I believe the next line, "Go and sin no more," is much, much deeper than we think.
Did Jesus really think that she would just stop sinning at that point? No.
Read the next few verses. He says, "I am the light of the world. The one who follows me will never walk in darkness, but will have the light of life."
Jesus makes a strong contrast between himself and the group of religious men that had just caused this ridiculous scene. Jesus was light. He had embraced a "sinful woman" in the bright light of day. He was not ashamed to align himself with her and separate Himself from those who "walk in darkness," that is, the religious elite.
His words, in essence, are for her to walk in God's light. Now that she was forgiven and whole, He warned her to continue walking in the light.
Now that no one has stoned you... and God has not stoned you...
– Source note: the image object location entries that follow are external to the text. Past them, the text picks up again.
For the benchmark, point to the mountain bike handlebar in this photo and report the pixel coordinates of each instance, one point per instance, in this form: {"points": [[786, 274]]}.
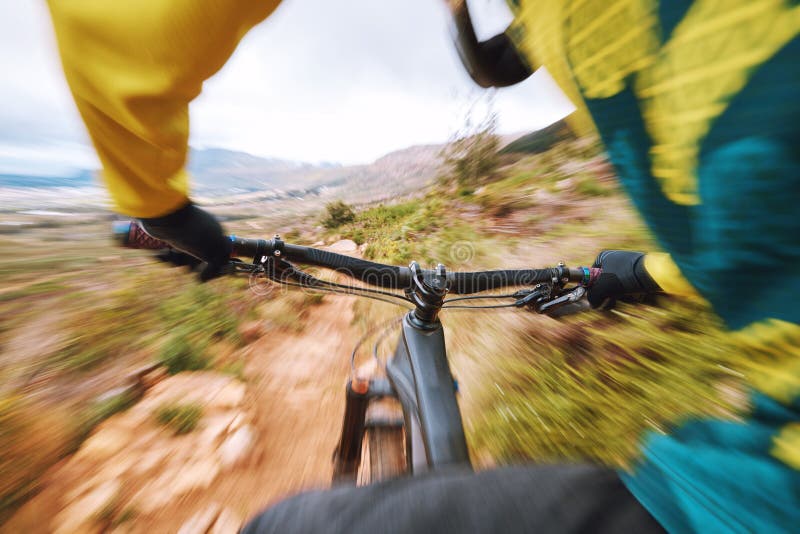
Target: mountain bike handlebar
{"points": [[369, 272]]}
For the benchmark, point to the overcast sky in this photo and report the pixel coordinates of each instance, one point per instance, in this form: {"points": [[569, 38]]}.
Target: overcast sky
{"points": [[320, 80]]}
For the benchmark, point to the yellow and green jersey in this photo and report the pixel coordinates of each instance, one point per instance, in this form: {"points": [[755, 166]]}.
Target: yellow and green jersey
{"points": [[697, 104]]}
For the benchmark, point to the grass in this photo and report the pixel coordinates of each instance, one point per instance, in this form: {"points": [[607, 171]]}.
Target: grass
{"points": [[580, 388], [181, 418], [181, 353], [587, 387]]}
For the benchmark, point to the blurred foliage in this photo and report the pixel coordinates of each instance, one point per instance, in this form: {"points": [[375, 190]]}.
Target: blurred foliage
{"points": [[472, 155], [181, 418], [337, 213], [581, 388], [180, 354], [100, 410], [586, 387]]}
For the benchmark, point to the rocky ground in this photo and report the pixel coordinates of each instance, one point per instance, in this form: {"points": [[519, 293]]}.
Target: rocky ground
{"points": [[259, 439]]}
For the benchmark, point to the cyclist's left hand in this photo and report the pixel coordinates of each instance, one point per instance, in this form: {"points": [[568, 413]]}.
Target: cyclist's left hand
{"points": [[624, 276], [196, 237]]}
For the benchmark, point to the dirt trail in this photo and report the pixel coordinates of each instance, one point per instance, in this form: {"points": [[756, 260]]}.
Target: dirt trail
{"points": [[293, 402], [295, 395]]}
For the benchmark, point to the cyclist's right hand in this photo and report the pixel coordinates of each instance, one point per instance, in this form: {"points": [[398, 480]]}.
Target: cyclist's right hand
{"points": [[194, 233], [623, 276]]}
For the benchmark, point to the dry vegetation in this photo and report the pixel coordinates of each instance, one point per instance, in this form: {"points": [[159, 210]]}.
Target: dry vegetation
{"points": [[77, 317]]}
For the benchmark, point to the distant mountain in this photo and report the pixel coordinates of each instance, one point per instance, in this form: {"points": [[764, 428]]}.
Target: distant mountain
{"points": [[216, 170], [540, 140], [80, 179]]}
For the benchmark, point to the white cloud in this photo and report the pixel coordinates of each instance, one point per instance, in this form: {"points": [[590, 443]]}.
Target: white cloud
{"points": [[319, 80]]}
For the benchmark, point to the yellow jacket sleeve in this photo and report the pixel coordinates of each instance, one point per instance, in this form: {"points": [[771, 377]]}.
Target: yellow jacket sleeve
{"points": [[133, 66]]}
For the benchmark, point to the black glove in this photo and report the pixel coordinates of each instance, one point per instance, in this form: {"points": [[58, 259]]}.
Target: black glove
{"points": [[195, 232], [623, 276]]}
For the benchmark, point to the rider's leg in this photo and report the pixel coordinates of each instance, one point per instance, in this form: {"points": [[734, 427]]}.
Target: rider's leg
{"points": [[549, 498]]}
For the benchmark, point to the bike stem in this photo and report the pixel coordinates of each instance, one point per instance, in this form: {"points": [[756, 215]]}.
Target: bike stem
{"points": [[427, 292]]}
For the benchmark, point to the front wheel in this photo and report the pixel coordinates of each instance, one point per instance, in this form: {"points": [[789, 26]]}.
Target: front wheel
{"points": [[383, 453]]}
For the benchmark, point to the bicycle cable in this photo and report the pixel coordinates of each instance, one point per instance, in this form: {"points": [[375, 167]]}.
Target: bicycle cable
{"points": [[472, 297], [332, 287]]}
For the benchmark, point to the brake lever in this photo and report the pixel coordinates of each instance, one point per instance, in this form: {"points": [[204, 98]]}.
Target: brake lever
{"points": [[568, 303], [532, 297]]}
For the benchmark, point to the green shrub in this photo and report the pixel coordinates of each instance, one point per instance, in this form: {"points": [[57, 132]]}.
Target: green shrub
{"points": [[181, 418], [591, 188], [337, 213], [180, 354]]}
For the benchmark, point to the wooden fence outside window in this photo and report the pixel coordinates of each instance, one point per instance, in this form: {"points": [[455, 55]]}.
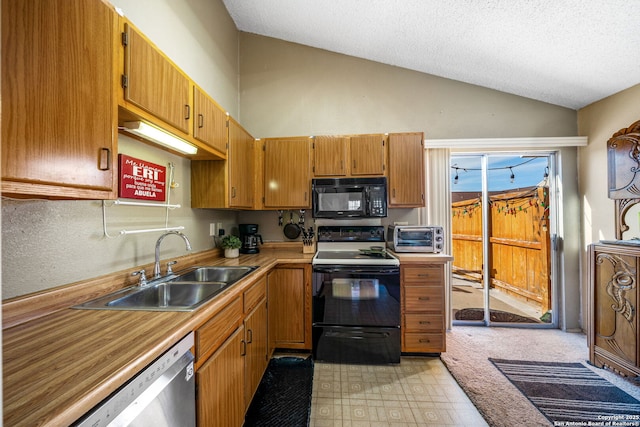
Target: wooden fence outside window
{"points": [[519, 242]]}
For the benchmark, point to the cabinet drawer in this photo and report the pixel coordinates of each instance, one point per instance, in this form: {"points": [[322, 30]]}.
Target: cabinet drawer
{"points": [[254, 295], [423, 342], [217, 329], [423, 298], [424, 322], [423, 275]]}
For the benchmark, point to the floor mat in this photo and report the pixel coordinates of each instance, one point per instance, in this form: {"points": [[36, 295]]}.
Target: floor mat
{"points": [[494, 316], [571, 393], [283, 397]]}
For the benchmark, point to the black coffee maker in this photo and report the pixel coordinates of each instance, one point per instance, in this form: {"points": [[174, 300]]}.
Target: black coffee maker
{"points": [[250, 238]]}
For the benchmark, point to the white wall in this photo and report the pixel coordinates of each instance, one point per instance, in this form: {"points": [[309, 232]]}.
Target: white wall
{"points": [[289, 90]]}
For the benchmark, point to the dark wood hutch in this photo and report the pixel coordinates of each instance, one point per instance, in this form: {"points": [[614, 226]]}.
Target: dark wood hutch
{"points": [[613, 266]]}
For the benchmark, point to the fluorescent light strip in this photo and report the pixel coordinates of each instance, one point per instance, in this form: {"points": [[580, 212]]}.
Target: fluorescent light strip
{"points": [[159, 136]]}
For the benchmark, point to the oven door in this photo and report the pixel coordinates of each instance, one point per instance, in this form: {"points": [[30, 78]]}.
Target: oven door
{"points": [[356, 314]]}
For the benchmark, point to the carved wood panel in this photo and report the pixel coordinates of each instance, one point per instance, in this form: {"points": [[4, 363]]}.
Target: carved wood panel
{"points": [[616, 304], [623, 155]]}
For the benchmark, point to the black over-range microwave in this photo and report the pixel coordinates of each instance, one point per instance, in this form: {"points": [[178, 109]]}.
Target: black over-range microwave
{"points": [[349, 197]]}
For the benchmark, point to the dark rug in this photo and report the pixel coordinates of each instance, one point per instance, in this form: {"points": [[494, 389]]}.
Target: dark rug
{"points": [[494, 316], [571, 393], [283, 397]]}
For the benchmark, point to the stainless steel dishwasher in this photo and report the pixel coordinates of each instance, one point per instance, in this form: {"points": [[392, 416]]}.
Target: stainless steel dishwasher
{"points": [[161, 395]]}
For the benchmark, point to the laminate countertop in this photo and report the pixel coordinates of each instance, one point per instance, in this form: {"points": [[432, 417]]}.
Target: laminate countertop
{"points": [[58, 367]]}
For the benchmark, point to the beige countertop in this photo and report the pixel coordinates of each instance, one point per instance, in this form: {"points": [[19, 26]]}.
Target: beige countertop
{"points": [[59, 366]]}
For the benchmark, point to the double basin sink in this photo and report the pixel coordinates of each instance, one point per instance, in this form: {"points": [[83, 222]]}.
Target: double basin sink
{"points": [[181, 291]]}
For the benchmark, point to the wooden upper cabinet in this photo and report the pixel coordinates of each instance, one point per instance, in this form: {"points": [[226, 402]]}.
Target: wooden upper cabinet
{"points": [[226, 183], [406, 170], [330, 155], [152, 83], [287, 173], [210, 121], [241, 165], [367, 154], [59, 113]]}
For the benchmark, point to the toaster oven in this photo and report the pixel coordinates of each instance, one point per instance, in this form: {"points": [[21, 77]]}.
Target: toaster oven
{"points": [[415, 238]]}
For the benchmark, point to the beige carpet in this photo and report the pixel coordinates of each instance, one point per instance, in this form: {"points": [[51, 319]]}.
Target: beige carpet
{"points": [[499, 402]]}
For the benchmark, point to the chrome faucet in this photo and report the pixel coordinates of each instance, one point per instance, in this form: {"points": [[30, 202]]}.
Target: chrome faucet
{"points": [[156, 266]]}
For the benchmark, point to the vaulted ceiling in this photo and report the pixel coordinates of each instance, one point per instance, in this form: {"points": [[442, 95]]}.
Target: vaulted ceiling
{"points": [[565, 52]]}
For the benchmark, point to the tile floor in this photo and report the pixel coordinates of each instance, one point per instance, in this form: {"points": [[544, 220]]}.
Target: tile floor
{"points": [[417, 392]]}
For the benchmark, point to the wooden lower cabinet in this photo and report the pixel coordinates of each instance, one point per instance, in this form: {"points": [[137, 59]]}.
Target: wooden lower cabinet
{"points": [[220, 381], [423, 308], [255, 326], [289, 302], [231, 357], [613, 337]]}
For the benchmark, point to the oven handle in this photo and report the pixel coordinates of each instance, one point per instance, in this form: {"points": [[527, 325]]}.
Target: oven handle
{"points": [[357, 270]]}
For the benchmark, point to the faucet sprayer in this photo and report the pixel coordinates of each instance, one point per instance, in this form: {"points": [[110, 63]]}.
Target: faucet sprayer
{"points": [[156, 266]]}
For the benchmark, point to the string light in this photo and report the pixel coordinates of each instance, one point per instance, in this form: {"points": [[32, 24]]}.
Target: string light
{"points": [[511, 178]]}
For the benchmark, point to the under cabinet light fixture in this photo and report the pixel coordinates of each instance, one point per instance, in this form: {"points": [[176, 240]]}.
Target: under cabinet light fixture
{"points": [[159, 136]]}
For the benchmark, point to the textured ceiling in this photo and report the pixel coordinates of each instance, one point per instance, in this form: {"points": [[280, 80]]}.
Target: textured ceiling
{"points": [[565, 52]]}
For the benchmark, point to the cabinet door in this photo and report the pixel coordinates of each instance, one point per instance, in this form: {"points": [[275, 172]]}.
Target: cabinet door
{"points": [[367, 154], [289, 297], [287, 173], [256, 359], [153, 83], [330, 155], [241, 164], [210, 124], [221, 385], [59, 112], [615, 299], [406, 170], [423, 313]]}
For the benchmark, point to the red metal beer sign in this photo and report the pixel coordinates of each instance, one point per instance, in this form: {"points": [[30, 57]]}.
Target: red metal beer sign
{"points": [[141, 180]]}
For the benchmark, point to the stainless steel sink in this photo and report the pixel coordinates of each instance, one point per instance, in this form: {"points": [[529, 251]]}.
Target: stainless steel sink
{"points": [[213, 274], [182, 291], [167, 295]]}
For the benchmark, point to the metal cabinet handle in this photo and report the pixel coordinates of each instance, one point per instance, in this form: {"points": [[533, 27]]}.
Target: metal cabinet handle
{"points": [[104, 162]]}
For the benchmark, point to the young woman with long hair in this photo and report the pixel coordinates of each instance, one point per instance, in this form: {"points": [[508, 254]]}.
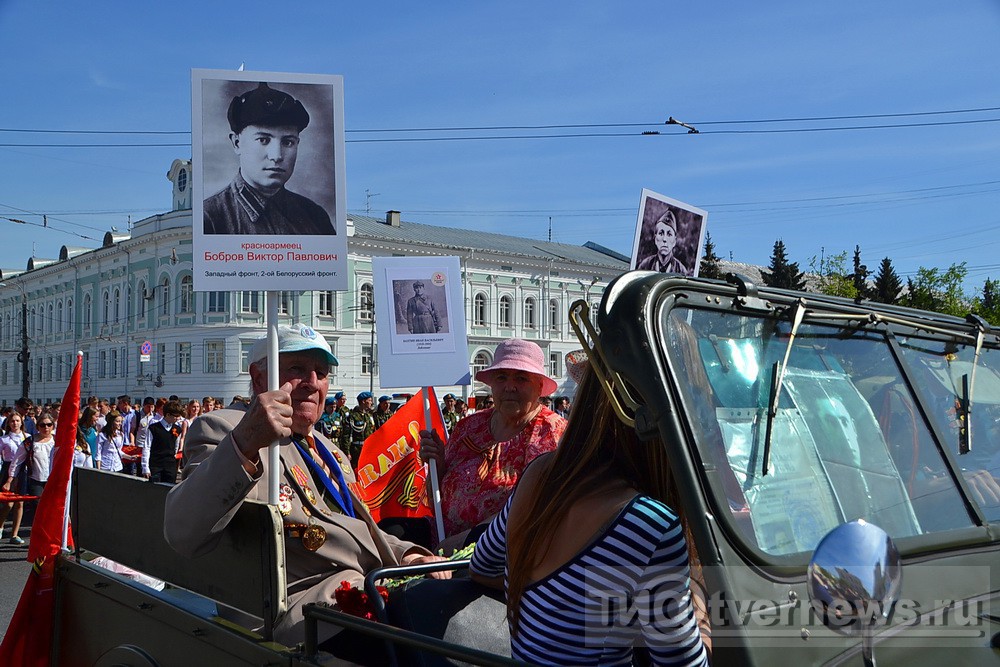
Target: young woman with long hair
{"points": [[110, 441], [599, 509], [11, 444]]}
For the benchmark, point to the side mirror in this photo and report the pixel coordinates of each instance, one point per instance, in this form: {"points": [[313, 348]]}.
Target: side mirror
{"points": [[854, 581]]}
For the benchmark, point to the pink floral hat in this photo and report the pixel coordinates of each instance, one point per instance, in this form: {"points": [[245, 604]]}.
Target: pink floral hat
{"points": [[516, 354]]}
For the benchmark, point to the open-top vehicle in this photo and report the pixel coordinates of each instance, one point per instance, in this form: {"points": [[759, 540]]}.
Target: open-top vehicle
{"points": [[836, 463]]}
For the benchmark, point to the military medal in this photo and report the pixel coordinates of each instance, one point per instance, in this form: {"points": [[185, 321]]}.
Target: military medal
{"points": [[313, 537]]}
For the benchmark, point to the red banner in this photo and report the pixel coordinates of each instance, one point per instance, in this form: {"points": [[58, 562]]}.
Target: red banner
{"points": [[28, 638], [391, 478]]}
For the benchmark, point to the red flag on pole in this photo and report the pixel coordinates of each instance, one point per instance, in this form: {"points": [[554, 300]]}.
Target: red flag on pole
{"points": [[29, 635], [391, 477]]}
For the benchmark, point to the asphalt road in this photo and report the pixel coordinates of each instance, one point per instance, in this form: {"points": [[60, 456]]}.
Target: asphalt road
{"points": [[14, 569]]}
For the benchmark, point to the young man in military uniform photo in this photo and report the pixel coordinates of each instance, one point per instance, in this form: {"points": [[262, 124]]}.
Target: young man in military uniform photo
{"points": [[265, 127], [421, 316]]}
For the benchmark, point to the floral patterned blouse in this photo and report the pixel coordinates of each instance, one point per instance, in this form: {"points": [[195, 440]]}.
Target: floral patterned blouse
{"points": [[481, 473]]}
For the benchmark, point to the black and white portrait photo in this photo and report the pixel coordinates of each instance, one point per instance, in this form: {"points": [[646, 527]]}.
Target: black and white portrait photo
{"points": [[268, 155], [421, 307], [668, 236]]}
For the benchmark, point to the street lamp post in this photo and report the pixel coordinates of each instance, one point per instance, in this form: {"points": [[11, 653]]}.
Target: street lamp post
{"points": [[24, 356]]}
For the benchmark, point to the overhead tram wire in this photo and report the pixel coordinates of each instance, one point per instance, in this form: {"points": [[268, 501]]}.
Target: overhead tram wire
{"points": [[547, 127]]}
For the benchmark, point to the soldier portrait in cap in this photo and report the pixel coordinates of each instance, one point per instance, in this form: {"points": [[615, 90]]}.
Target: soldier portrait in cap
{"points": [[268, 152], [421, 307], [668, 236]]}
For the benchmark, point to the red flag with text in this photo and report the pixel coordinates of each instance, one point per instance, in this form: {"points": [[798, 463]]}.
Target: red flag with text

do not start picking up stones to condemn others.
Walk in the light.
Psalm 37 says that God publicly defends us in broad daylight. With all of our nastiness, our sin, and our hidden actions fully exposed. He defends us. He is not ashamed to defend us in broad daylight. He does not shy away from us.
Verse 10 says, "Evil men will soon disappear; you will stare at the spot where they once were, but they will be gone...the Lord laughs in disgust at them, for He knows that their day is coming."
"Where are they? Did no one condemn you?"
She looks around and sees that her prosecutors are gone. She sees nothing but love and compassion on the faces around her. The crowd had heard Jesus' message and they had received. They knew that she was them, and they were her. Each one with his own deep sin. Each one deserving of condemnation but not receiving it.
I picture Jesus saying "Go" but that she meekly asks, "Mind if I stay?" She kneels down into the dirt and smiles as a woman near by scoots close and drapes her own shawl around her naked shoulders.
Sweet compassion. Fully vindicated in broad daylight.